Background: As part of a journalism class I completed, I attended a public lecture hosted on campus and wrote an article stating what occurred and what was discussed at the most popular event of the day: the keynote address. I needed to submit a first draft within 12 hours of the event. Then, I implemented revisions and edits from my professor, who acted as my editor. For this sample, I revised the article to half of its original length. The audience is students and staff at Seattle Pacific University (SPU) who identify as Christian.
Dr. James K. A. Smith invited students and staff to “practice the prophetic” in his keynote address at Seattle Pacific University’s Day of Common Learning on Oct. 16, 2019.
Smith’s clear voice carried through the Royal Brougham Pavilion with a passion showing his knowledge and care for his subject. Adults young and old sat in rows of chairs in front of Smith or in the bleachers, with most every seat being taken.
To begin his lecture, Smith said that though Christians have gone out into the world to change the culture, many don’t realize how that culture has changed them. To solve this problem, one response we need to have is discernment, Smith said. We must “take a liturgical audit of our lives” as well as “take a liturgical audit of our institutions.”
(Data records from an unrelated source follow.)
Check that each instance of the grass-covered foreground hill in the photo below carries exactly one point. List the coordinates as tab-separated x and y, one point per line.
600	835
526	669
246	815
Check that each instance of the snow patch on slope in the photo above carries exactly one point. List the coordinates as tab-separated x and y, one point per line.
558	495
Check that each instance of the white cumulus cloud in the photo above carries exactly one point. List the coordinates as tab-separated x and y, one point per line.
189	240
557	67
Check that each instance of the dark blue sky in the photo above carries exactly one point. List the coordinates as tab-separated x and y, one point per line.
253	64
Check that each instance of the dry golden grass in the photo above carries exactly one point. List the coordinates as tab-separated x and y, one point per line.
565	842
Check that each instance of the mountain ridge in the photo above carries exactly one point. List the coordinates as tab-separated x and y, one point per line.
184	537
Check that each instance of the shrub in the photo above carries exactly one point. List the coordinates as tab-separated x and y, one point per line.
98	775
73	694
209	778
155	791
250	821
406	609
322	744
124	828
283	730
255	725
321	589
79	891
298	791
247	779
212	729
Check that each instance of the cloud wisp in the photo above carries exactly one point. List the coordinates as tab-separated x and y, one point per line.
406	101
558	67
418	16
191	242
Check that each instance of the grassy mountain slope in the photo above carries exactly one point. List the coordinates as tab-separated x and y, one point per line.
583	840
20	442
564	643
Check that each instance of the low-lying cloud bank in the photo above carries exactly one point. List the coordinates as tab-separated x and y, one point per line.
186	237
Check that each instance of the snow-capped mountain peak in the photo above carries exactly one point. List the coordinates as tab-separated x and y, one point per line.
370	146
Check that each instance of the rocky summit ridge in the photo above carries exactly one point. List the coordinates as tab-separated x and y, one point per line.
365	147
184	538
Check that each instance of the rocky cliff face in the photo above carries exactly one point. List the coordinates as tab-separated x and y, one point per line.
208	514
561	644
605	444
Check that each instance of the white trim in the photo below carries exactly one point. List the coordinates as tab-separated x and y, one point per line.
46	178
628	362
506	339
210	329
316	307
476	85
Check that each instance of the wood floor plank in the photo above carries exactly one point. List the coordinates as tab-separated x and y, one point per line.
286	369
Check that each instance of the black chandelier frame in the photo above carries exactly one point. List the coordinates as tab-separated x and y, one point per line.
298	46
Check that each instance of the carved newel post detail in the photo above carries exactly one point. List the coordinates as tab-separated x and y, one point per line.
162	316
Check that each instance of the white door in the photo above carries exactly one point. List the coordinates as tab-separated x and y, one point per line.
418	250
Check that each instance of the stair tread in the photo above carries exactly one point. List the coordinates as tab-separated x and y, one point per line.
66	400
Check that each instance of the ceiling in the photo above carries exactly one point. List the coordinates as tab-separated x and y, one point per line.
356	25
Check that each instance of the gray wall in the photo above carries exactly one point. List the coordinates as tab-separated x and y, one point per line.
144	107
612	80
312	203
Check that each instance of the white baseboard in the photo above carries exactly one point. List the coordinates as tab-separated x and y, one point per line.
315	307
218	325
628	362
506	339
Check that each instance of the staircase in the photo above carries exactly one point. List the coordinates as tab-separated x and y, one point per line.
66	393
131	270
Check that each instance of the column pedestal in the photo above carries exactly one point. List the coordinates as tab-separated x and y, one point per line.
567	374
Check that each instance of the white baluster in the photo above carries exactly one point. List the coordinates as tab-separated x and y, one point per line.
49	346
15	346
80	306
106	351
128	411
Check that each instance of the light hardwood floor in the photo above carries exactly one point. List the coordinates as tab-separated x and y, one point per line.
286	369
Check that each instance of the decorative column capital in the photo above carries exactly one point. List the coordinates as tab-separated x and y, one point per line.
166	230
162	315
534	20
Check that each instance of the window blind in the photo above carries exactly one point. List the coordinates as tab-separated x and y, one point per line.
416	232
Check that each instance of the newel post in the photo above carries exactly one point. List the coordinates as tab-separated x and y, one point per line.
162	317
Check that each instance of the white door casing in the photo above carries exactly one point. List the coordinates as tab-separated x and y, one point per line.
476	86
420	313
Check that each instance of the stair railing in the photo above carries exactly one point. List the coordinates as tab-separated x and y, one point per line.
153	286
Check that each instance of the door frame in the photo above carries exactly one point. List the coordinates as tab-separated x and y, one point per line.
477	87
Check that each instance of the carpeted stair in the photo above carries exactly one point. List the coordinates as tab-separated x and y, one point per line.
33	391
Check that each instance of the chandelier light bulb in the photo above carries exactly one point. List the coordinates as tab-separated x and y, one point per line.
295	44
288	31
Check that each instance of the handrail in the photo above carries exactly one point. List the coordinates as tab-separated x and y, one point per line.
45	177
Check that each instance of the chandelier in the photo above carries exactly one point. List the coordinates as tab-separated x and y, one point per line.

Due to the fact that Christians have not taken this audit, white supremacism and racism are still alive in our society, Smith said. Because racism is not just a set of beliefs but also a platform on which our society has been built, even if we don’t believe racism’s tenets, it still affects our wants and desires. One “can’t think [his/her] way out of disordered loves. It takes practice,” Smith said.
Something else Christians can give their societies is art that depicts the paradox of pain and hope, and a “restoring of the imagination for the sake of the world,” Smith said. Christian art can display evil as a reality, but a reality that was defeated by God. It shows a “hope that the world could be otherwise,” Smith stated.
He used images as visual aids in his presentation, such as a photo of a white tomb with an artistic engraving down the middle, depicting a mother and a child coming out a deep crack in the center. This tomb is showing a mother who died in childbirth, and that both are escaping their grave to the resurrection, showing art that has “prophetic hope,” Smith said.
“I appreciated Smith’s discussion of racism in light of cultural liturgies, as well as the hope in his closing comments about how art might lead the way toward a restoration of our cultural imaginaries,” said Dr. Peter Wayne Moe, an associate professor of English and the Writing Director at SPU, when asked over email about his experience.
With his loud and passionate voice, his ability to make the audience laugh, and his use of “we” and “our” language, Smith made his message personal to SPU while connecting it to world issues, making for a message that was difficult to ignore.
Smith teaches philosophy at Calvin College.